Hello, I have a question that says' Derive an equation for calculating the theoretical range.

I did like half of it, I got

t = sqrt[ (2y) / a ]

from the kinematic equation ( X = X0 + V0 t + 1/2 a t^2 ). How would I find the theoretical range after this?

And how to prove that the theory is consistent with the experiment?

please help.

 

[Doc Al]

I have a question that says' Derive an equation for calculating the theoretical range.

Range of what? A projectile with a certain initial speed? Note that the range--the horizontal distance traveled--will depend on the angle that the projectile is launched.
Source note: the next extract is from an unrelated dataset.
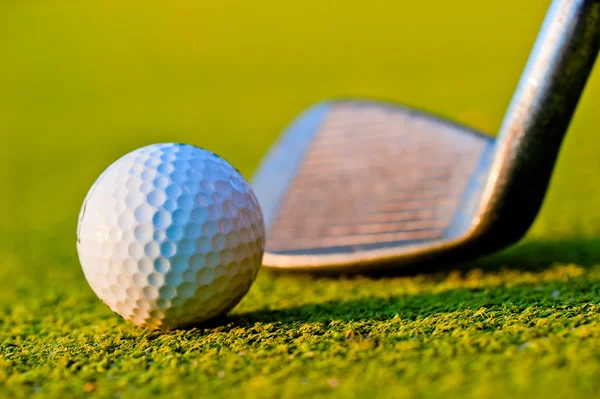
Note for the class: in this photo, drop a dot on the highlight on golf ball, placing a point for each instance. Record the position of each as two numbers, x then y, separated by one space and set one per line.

You'll need to combine equations for both horizontal and vertical motion.

 

[Jameson]

If you combine the two equations for projectile motion

$$y = y_0 + v_it + .5at^2$$
$$x = x_0 + v_it +.5at^2$$

into one equation, the highest range would be the vertex of the parabola, which is half of the total time I believe. I would suggest solving for t, then divinding that by 2 to get the time when the highest point is reached, which is what I'm assuming the "range" means.

 

[Doc Al]

Two comments, Jameson:
(1) Only the vertical component of the motion is accelerated.
(2) "Range" generally means horizontal distance traveled. (If you shot the projectile straight up, it would fall straight down. Range = 0.)
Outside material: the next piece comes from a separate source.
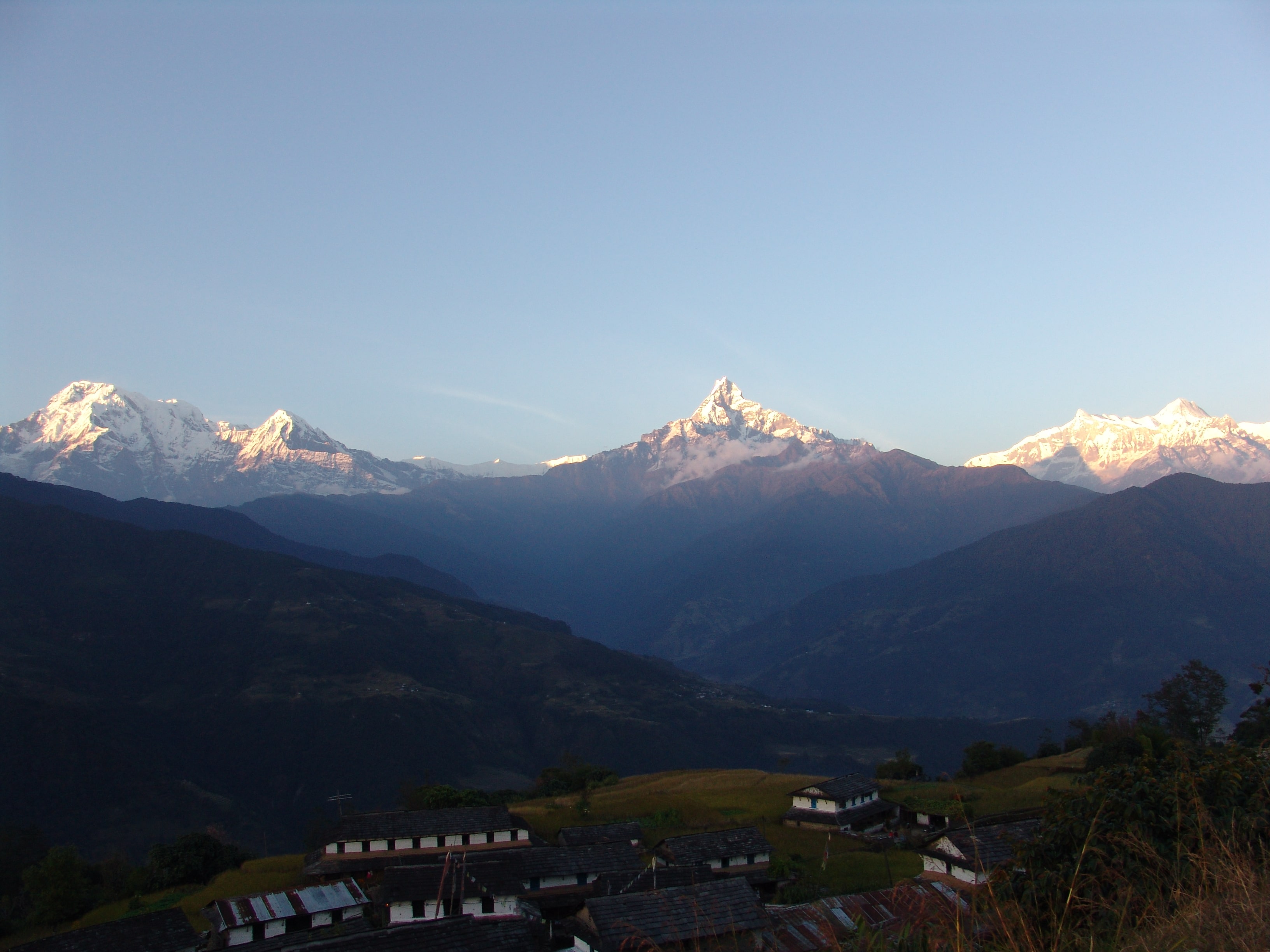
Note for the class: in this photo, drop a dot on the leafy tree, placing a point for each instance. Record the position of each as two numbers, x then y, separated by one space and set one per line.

But, yes, the highest point attained is the vertex of a parabola.

 

[j_confused]

Hello, I have a question that says' Derive an equation for calculating the theoretical range.

I did like half of it, I got

t = sqrt[ (2y) / a ]

from the kinematic equation ( X = X0 + V0 t + 1/2 a t^2 ). How would I find the theoretical range after this?

And how to prove that the theory is consistent with the experiment?

please help.

You'd need to break your theoretical initial velocity and angle of projection down into the initial X and Y components.
(R being initial velocity magnitude, O being initial angle)

Vox R x cosO
Voy R x sinO

Then, you'll also have to break down your equations for motion into X and Y, I'm going to assume by range you mean distance which is X-motion...
(Xo being initial X position -usually 0-; Vox being the x-component's initial velocity)

X X(t) = Xo + Voxt + 0.5at^2

(Remember that the acceleration for the x-component is ZERO!)
Now, since you have a theoretical Vox, you can plug it into the above eq.

*edit* You'd also have to do the same for the Y component, and derive that equation. Then set that equal to zero, because that will tell you the two time the projectile will cross the X-axis. Pick the positive time and substitute it into your position-time function for X.

I believe that the above is right as for range, now as for the experimental proving bit, that I can't help with.